At exactly the same time, though, boards are under pressure to adopt a much longer-term focus on the company’s ability to generate sustainable value. As we reported in last month’s newsletter, pressure from regulators, investors and stakeholders to put environmental and human rights considerations at the heart of the company’s strategy and risk management is only going to increase further.
It is clear from our evaluations that boards are at different stages of that journey and that some are better prepared than others to grapple with how to adapt to a new environment and identify what these changes mean for legacy businesses.
In response, Nestor Advisors together with the sustainability team of its parent company Morrow Sodali, has strengthened its services to help boards address the governance of sustainability, including ESG board readiness assessments and training.
COMPOSITION AND SUCCESSION
One aspect of board effectiveness that has been directly affected by both the short-term pressures of the pandemic and current volatility and the longer-term sustainability challenges is board composition and succession planning.
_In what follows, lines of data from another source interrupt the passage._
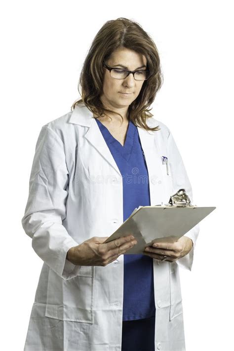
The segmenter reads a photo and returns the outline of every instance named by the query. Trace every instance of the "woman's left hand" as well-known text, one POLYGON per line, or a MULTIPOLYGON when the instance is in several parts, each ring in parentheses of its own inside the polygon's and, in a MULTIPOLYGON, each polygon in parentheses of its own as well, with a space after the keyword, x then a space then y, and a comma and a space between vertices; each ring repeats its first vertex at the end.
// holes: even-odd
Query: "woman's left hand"
POLYGON ((165 261, 173 262, 188 254, 193 245, 193 241, 190 238, 181 236, 173 243, 155 243, 152 246, 146 247, 144 254, 160 261, 166 256, 165 261))

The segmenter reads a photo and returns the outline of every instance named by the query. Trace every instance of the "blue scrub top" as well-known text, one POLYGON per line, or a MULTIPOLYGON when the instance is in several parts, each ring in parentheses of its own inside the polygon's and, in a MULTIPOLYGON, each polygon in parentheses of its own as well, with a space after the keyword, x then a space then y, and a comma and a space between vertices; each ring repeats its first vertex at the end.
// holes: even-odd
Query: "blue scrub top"
MULTIPOLYGON (((137 127, 129 120, 123 146, 95 118, 123 180, 123 221, 139 206, 151 205, 149 176, 137 127)), ((124 255, 123 320, 155 315, 153 260, 124 255)))

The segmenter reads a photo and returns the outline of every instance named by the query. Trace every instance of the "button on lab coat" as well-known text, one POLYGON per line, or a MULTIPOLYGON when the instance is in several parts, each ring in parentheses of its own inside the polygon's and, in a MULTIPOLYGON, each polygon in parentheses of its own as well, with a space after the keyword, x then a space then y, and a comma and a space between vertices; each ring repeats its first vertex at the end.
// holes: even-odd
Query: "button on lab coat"
MULTIPOLYGON (((68 250, 93 236, 108 236, 123 222, 121 173, 92 113, 84 107, 43 125, 36 147, 22 223, 43 261, 25 351, 121 351, 123 255, 106 267, 75 266, 68 250)), ((191 186, 169 128, 153 117, 138 127, 152 205, 167 203, 191 186), (169 175, 161 156, 168 160, 169 175)), ((194 246, 173 263, 154 259, 155 349, 185 350, 179 267, 191 269, 194 246)), ((146 338, 147 337, 146 336, 146 338)))

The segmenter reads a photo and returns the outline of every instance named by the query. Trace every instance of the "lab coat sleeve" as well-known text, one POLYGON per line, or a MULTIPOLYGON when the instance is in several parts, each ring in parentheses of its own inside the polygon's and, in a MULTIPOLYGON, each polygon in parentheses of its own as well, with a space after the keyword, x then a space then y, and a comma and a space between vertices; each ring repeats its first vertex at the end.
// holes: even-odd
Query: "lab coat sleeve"
POLYGON ((68 250, 78 245, 62 223, 66 215, 68 187, 64 144, 45 125, 36 144, 28 199, 21 222, 36 253, 64 280, 77 275, 80 268, 66 258, 68 250))
MULTIPOLYGON (((180 189, 185 189, 186 194, 189 195, 191 201, 191 203, 193 204, 191 185, 182 157, 169 130, 168 136, 168 159, 172 178, 173 194, 176 193, 180 189)), ((191 271, 193 265, 194 250, 199 233, 199 224, 197 224, 184 234, 185 236, 190 238, 193 241, 193 247, 187 255, 176 261, 179 267, 190 271, 191 271)))

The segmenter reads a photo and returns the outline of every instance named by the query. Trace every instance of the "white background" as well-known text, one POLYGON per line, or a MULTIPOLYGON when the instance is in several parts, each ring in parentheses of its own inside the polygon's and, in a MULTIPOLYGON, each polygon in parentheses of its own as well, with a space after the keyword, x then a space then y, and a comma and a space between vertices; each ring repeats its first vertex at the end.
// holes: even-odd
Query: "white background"
POLYGON ((39 132, 70 111, 92 39, 118 17, 139 22, 155 40, 164 81, 152 112, 174 136, 194 204, 217 206, 201 222, 192 272, 180 270, 186 350, 232 349, 231 5, 205 0, 2 3, 1 350, 23 349, 42 264, 21 224, 39 132))

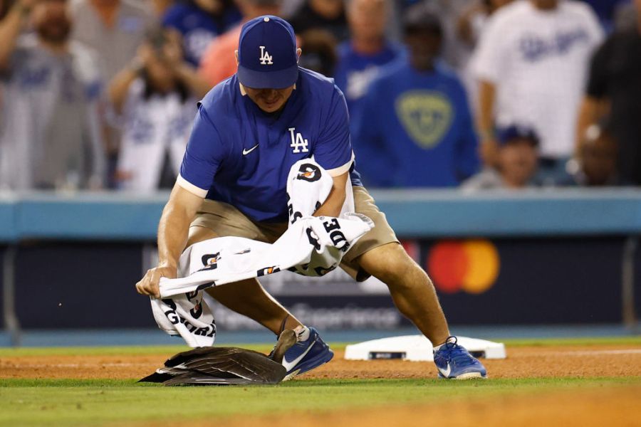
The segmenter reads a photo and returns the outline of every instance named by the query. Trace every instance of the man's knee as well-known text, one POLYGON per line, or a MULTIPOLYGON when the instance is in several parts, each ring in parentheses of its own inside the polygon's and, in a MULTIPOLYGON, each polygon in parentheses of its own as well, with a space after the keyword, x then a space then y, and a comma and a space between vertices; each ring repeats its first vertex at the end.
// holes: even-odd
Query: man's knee
POLYGON ((388 286, 410 285, 427 275, 398 243, 387 243, 360 255, 357 262, 365 271, 388 286))
POLYGON ((201 227, 199 226, 189 227, 189 237, 187 238, 185 248, 189 248, 194 243, 214 238, 214 237, 218 237, 218 235, 213 230, 210 230, 207 227, 201 227))

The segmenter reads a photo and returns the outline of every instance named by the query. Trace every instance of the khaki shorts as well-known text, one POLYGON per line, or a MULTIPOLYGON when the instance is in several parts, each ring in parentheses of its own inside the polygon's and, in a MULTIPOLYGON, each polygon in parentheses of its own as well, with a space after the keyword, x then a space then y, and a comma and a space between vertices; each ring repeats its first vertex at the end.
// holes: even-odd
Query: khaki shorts
MULTIPOLYGON (((354 260, 374 248, 392 242, 398 243, 398 239, 387 223, 385 214, 378 209, 365 187, 354 186, 353 190, 356 212, 369 217, 374 221, 375 226, 350 248, 340 263, 340 268, 362 282, 370 275, 354 260)), ((286 222, 254 222, 230 204, 207 199, 203 201, 191 226, 209 228, 219 237, 244 237, 267 243, 275 242, 287 230, 286 222)))

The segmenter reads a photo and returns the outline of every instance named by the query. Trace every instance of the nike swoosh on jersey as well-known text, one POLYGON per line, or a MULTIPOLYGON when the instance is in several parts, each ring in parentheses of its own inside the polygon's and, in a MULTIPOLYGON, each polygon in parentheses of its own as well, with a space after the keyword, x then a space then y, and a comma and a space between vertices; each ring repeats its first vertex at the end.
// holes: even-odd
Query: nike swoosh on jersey
POLYGON ((295 366, 296 366, 298 364, 298 362, 301 362, 303 359, 303 358, 305 357, 306 355, 307 355, 308 353, 309 353, 309 351, 311 349, 311 348, 313 347, 314 347, 315 344, 316 344, 316 343, 313 342, 311 346, 307 347, 306 350, 303 352, 302 354, 301 354, 300 356, 298 356, 298 357, 296 357, 291 362, 288 362, 286 357, 283 357, 283 366, 285 367, 285 370, 288 372, 290 369, 291 369, 295 366))
POLYGON ((251 153, 251 152, 253 152, 254 150, 255 150, 255 149, 256 149, 256 147, 258 147, 258 146, 259 146, 259 144, 256 144, 256 145, 254 145, 254 147, 252 147, 250 148, 249 149, 247 149, 244 148, 244 149, 243 149, 243 155, 244 155, 244 156, 246 156, 247 154, 249 154, 249 153, 251 153))
POLYGON ((443 376, 444 376, 445 378, 447 378, 449 376, 449 373, 452 372, 452 367, 449 366, 449 363, 447 364, 447 369, 442 369, 441 368, 439 368, 438 367, 437 367, 438 368, 439 371, 441 371, 441 374, 443 374, 443 376))

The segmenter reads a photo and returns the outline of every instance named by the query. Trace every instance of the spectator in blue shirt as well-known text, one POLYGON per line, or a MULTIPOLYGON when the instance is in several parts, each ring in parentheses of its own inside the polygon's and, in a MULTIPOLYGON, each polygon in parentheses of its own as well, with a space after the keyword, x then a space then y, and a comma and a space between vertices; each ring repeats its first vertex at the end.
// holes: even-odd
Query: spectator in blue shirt
POLYGON ((181 33, 185 59, 198 66, 209 43, 240 20, 229 0, 182 0, 167 10, 162 26, 181 33))
POLYGON ((404 53, 402 46, 385 40, 389 8, 385 0, 353 0, 348 6, 351 38, 338 46, 334 80, 345 95, 352 117, 358 114, 381 66, 404 53))
POLYGON ((371 85, 354 117, 358 170, 370 186, 454 186, 476 172, 476 137, 467 95, 437 60, 442 28, 422 5, 404 19, 408 60, 371 85))

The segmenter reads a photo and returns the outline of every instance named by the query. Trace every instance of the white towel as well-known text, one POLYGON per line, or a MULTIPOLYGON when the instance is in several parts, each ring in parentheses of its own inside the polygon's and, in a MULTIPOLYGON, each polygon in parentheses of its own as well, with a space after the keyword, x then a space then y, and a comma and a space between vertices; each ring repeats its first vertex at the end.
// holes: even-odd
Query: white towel
POLYGON ((273 244, 221 237, 185 249, 179 263, 179 278, 161 279, 162 299, 152 298, 160 328, 170 334, 179 334, 189 346, 212 345, 214 316, 202 300, 202 290, 283 270, 320 276, 335 268, 374 224, 368 217, 353 213, 350 182, 340 218, 311 216, 332 186, 332 178, 313 160, 299 161, 288 177, 289 226, 273 244), (194 312, 199 314, 197 318, 190 315, 194 312))

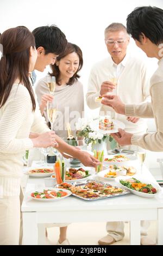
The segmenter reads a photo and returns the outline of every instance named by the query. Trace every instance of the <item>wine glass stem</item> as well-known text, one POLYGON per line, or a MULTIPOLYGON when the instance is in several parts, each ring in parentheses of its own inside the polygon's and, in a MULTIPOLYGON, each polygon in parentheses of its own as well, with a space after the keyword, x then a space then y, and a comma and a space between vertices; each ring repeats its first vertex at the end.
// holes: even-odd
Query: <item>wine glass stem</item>
POLYGON ((48 154, 47 154, 46 155, 45 155, 45 166, 47 166, 47 156, 48 154))
POLYGON ((53 123, 51 123, 51 131, 53 131, 53 123))
POLYGON ((141 174, 142 174, 142 163, 141 164, 141 174))

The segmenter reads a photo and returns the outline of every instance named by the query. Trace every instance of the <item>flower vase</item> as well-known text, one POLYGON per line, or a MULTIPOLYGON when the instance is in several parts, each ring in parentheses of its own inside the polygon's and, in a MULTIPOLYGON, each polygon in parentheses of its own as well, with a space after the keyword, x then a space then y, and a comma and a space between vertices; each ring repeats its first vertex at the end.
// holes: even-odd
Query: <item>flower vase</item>
POLYGON ((94 150, 96 150, 96 151, 102 151, 104 150, 104 155, 107 155, 107 148, 106 148, 106 141, 105 140, 104 141, 102 140, 101 142, 101 143, 99 143, 98 141, 97 141, 97 142, 96 144, 93 144, 92 145, 92 151, 93 152, 94 150))

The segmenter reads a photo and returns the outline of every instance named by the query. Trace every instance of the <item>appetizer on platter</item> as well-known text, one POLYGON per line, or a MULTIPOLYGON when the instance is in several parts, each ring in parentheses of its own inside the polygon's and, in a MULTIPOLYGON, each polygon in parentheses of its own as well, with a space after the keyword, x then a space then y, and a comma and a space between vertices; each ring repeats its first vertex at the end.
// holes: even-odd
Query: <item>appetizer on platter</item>
POLYGON ((108 118, 104 117, 99 121, 99 129, 104 131, 109 131, 114 129, 114 124, 108 118))

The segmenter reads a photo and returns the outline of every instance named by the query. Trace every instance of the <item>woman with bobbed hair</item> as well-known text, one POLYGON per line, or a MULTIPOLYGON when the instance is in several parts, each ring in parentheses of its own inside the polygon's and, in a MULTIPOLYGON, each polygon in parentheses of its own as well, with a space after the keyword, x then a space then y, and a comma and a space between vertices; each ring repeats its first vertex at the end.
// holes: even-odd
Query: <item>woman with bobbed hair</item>
POLYGON ((54 76, 56 86, 54 96, 49 94, 47 76, 40 80, 35 90, 42 114, 47 122, 46 111, 48 101, 54 97, 58 105, 58 115, 53 124, 53 130, 61 137, 67 136, 66 123, 70 123, 75 135, 75 123, 84 114, 84 95, 82 83, 78 81, 79 72, 83 64, 83 54, 77 45, 68 42, 65 52, 57 58, 54 65, 51 65, 51 76, 54 76))
POLYGON ((22 156, 57 143, 37 110, 29 79, 37 57, 33 35, 24 27, 10 28, 0 44, 0 245, 18 245, 22 156), (29 138, 30 130, 41 135, 29 138))

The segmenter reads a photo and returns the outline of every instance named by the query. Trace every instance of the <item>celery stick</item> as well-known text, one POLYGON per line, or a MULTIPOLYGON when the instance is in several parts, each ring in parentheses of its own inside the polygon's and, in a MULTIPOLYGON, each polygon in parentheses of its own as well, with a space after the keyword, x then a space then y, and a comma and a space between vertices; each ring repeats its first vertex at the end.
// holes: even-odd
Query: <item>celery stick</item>
POLYGON ((61 177, 62 176, 62 164, 61 164, 61 161, 60 161, 60 159, 59 157, 58 157, 58 162, 59 162, 59 170, 60 170, 60 176, 61 177))
POLYGON ((65 180, 65 162, 64 161, 62 161, 62 175, 61 175, 61 178, 62 180, 62 181, 64 181, 65 180))

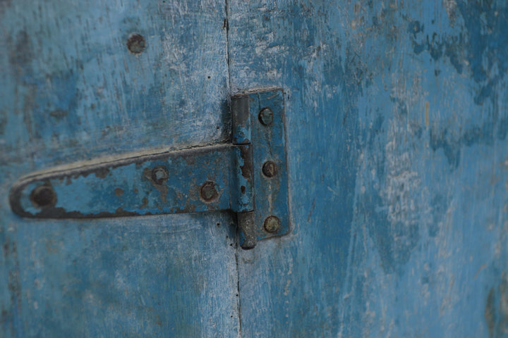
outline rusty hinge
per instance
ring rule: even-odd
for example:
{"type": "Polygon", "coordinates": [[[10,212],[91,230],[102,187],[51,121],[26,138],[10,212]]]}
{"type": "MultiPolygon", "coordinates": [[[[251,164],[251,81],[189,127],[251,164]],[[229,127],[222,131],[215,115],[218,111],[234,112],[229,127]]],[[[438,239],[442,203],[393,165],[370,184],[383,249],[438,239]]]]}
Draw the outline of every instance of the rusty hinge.
{"type": "Polygon", "coordinates": [[[23,217],[94,218],[231,210],[241,245],[287,233],[284,96],[280,89],[231,98],[231,143],[81,162],[16,182],[23,217]]]}

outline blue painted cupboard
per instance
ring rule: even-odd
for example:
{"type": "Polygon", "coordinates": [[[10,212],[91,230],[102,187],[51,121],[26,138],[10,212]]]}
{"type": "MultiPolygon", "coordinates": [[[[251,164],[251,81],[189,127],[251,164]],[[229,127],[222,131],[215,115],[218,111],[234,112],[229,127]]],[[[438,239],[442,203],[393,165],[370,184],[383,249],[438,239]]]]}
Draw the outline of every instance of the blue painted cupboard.
{"type": "Polygon", "coordinates": [[[0,337],[508,337],[507,21],[500,0],[0,1],[0,337]],[[231,96],[272,87],[287,234],[11,208],[37,170],[229,142],[231,96]]]}

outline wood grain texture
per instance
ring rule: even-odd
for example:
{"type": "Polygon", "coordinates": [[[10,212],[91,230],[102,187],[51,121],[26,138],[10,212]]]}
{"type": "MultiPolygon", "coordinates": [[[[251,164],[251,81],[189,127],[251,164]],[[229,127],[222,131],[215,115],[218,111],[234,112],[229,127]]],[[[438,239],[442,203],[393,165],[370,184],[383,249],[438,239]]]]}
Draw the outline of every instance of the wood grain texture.
{"type": "Polygon", "coordinates": [[[237,337],[229,214],[37,221],[8,202],[35,170],[228,139],[225,18],[212,1],[0,1],[0,337],[237,337]]]}
{"type": "Polygon", "coordinates": [[[229,4],[233,91],[286,89],[291,234],[243,337],[507,337],[504,1],[229,4]]]}

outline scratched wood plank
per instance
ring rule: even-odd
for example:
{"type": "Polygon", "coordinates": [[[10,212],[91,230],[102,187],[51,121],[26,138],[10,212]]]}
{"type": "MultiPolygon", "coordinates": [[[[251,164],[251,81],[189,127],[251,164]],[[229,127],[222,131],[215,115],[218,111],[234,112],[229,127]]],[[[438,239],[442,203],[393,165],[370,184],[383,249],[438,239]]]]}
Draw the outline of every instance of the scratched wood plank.
{"type": "Polygon", "coordinates": [[[231,90],[286,90],[292,233],[243,337],[507,337],[508,5],[233,0],[231,90]]]}
{"type": "Polygon", "coordinates": [[[0,1],[0,337],[237,337],[229,215],[27,220],[8,202],[35,170],[227,139],[225,18],[206,0],[0,1]]]}

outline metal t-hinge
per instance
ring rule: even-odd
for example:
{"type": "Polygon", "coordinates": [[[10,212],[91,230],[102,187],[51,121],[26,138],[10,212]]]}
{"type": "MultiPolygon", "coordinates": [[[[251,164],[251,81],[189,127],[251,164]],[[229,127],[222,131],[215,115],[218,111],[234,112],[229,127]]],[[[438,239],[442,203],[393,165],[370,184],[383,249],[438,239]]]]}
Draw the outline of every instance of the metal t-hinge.
{"type": "Polygon", "coordinates": [[[138,154],[25,176],[13,211],[35,218],[95,218],[231,210],[240,244],[289,231],[284,97],[280,89],[231,98],[231,143],[138,154]]]}

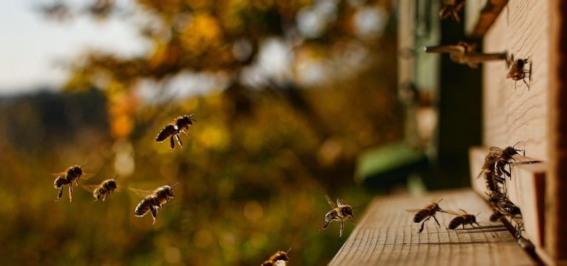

Many boards are currently reviewing whether they have the skills and expertise that will enable them to address these future challenges, and in some cases they are concluding that they do not. It seems that the ability to help the board understand and address the changing business environment will become a more important criterion when selecting non-executive directors in the future.
Prompted by experience during the pandemic, another more prominent – and more basic – selection criterion is availability. Even the best qualified candidate will struggle to make an effective contribution if they are unable to participate fully in the work of the board. This is true in all cases but particularly important at times of stress when greater time commitment might be needed from all board members.
For many boards, the pandemic has also shone a light on the effectiveness of their current executive directors and senior management. Boards have had the chance to observe which ones were able to provide leadership, inspire confidence and rise to meet new challenges while under tremendous pressure - and which were not.
Having been through that experience, boards have drawn conclusions about the personal qualities and behaviors that they look for in their leadership team. These seem likely to be even more important considerations when selecting future leaders, and some boards will be adjusting both their short- and long-term succession plans as a result. Some boards have also concluded that they need to obtain greater visibility of senior management below CEO and executive committee in order to assess the strength of the pipeline.
While the most direct impacts of the pandemic may now be starting to recede, difficult global conditions mean that boards do not yet have the luxury of not having to worry about the company’s short-term survival. At the same time boards are being pressed to address its long-term sustainability.
These pressures mean that boards are being tested to the limit. Factor in the pace of change in the external environment that we are currently experiencing and it is clear that boards need to keep their effectiveness under regular review if they are to remain on top of their brief and provide the leadership their companies need.